Выковыривать рубины из лавы было нетрудно, они довольно свободно вышелушивались из гнезд, скакали затвердевшим мерзлым горохом по снегу, шлепались в изорванные перчатки добытчиков, некоторые камни раскалывались на кривоватые неравноценные дольки, и связчики без особого сожаления отшвыривали их в сторону. Целые же горошины складывали в железную банку из-под бульонных кубиков. Нашлась такая в рюкзаке запасливого Тарасова. Когда кубики были израсходованы, бульон выпит и освободилась тара, Тарасов выбрасывать тару не стал, а засунул в карман рюкзака и протащил с собою через весь ледник. Теперь вот пригодилась жестянка. Ох и темное, и азартное, и разбойное же это занятие — добывать рубины. В нем есть что-то недоброе и одновременно страшно увлекательное — от запретного плода что-то в нем, в такой работе и хворь, и слабости все, и голод, и немощь чуть ли не предсмертная, — все забывается.

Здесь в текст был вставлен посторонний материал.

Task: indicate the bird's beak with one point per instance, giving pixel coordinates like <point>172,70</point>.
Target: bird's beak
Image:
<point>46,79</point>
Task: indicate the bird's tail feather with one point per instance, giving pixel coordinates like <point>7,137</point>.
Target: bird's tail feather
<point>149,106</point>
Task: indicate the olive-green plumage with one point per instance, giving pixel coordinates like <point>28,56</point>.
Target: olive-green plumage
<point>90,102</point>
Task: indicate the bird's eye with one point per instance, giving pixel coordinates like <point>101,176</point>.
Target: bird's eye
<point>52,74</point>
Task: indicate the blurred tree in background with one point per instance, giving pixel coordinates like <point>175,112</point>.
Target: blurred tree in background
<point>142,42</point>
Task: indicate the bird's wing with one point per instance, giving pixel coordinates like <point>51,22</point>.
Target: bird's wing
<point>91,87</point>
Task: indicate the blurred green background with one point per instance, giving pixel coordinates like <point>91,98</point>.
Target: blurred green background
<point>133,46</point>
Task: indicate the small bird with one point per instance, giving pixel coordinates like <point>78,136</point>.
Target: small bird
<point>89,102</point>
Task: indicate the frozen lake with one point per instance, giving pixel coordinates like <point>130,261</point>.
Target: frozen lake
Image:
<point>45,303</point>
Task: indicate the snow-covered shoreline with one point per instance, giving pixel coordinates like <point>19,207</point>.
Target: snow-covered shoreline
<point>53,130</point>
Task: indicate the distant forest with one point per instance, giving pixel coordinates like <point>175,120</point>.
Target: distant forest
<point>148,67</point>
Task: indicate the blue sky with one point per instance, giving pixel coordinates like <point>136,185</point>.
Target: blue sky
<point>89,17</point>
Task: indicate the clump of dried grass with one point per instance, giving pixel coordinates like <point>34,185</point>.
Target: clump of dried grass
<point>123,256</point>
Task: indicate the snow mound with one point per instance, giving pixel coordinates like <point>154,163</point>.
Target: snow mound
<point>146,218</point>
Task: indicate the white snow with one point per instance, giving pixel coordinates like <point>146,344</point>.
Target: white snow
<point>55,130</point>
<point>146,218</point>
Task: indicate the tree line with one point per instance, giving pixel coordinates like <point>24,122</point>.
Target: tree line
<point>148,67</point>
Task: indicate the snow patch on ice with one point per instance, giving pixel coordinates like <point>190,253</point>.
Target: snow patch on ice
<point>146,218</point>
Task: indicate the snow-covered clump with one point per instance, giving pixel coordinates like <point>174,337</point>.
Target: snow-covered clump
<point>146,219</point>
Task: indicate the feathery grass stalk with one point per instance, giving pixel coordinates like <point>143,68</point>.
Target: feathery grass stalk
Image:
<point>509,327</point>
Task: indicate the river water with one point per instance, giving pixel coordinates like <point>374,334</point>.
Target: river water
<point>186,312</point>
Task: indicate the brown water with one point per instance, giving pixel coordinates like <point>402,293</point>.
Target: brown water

Лежа на живота, они поддевали клювами, штычками ледорубов — кому как сподручнее — красноватые, в пепельно-серебристой обмазке зерна, выколупывали их из гнезд, оставляя в лаве граненые, схожие с пчелиными сотами углубления, обдавались паром, теряли силы, потели холодно, не обращая внимания ни на снег, ни на ветер. Животами они мертво примерзли к косине, обдирали, оставляя во льду, подступающему к рубиновой жиле, пуговицы, звенья молний и завязки штормовок. И все равно они крушили и крушили ледорубами пласт, выковыривая из него дорогие дольки, сыпали добытое в пустые жестянки, гремели ими, поднося к голове, радовались извлеченным из лавы камням, как заправские старатели.